One of my favourite explores as result of also being one of the first I ever posted on this website. I also remember looking at this factory when it was still operational during my early teenage life. It’s a place that has always fascinated me. A huge relic of the forest of deans rich industrial heritage this factory has now sat defunct for 20 years. It’s difficult to imagine any future use for it given its fairly remote location.
In 1912 Harold J Smith purchased land at Stowfield and erected The Lydbrook Cable Works. The First World War provided a number of contracts with employee numbers expanding from 40 to 650 with double shilfts being worked. With the end of the War, came a slump in business, and in 1920 the Official Receiver was brought in ending Smiths connection with the Factory.

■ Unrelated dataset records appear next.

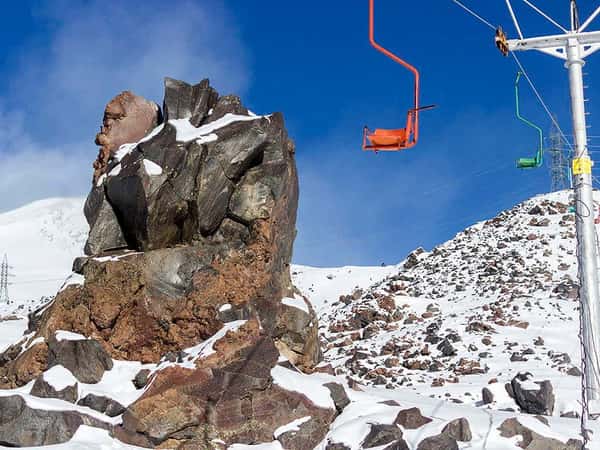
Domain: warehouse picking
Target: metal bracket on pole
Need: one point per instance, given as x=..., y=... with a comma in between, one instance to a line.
x=573, y=47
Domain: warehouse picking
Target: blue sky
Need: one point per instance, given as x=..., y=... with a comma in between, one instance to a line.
x=63, y=60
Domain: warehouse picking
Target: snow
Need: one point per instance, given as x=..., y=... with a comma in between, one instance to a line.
x=62, y=335
x=59, y=377
x=74, y=279
x=186, y=132
x=324, y=286
x=101, y=180
x=89, y=438
x=41, y=240
x=205, y=348
x=11, y=331
x=115, y=171
x=117, y=382
x=296, y=302
x=152, y=168
x=310, y=386
x=124, y=150
x=275, y=445
x=292, y=426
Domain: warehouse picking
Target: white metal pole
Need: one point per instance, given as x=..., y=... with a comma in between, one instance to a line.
x=586, y=237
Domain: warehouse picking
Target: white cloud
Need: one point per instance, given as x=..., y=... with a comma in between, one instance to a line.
x=94, y=51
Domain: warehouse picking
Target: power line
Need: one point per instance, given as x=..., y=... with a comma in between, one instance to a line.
x=541, y=100
x=527, y=77
x=474, y=14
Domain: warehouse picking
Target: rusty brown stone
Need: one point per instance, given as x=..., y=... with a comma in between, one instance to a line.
x=127, y=119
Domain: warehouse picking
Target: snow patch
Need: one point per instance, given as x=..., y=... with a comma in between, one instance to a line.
x=152, y=168
x=296, y=302
x=59, y=377
x=115, y=171
x=275, y=445
x=186, y=132
x=309, y=385
x=292, y=426
x=62, y=335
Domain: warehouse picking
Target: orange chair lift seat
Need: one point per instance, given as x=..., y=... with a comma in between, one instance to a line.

The business was bought in 1925 by Edison Swan Electric Company. With the greater resources available the plant at Stowfiled further expanded, and was well placed to help with the Second World War possessing one of only four machines for making lead alloy tube needed for P.L.U.T.O. (Petroleum Lines Under The Ocean), which allowed fuel to be supplied to the Allied invasion force on the Continent from Britain. In the late 1940s,
Edison Swan was swallowed up by the Associated Electrical Company – integrated with the Siemens Cable Works at Woolwich the Stowfield Factory at its height employed approximately 1,100 people. The Cable Works came to an end in 1966 when the Factory was bought by Reed Paper Group, which in its turn was taken over by a Swedish Company SCA. The factory finally ceased to be used around 2003.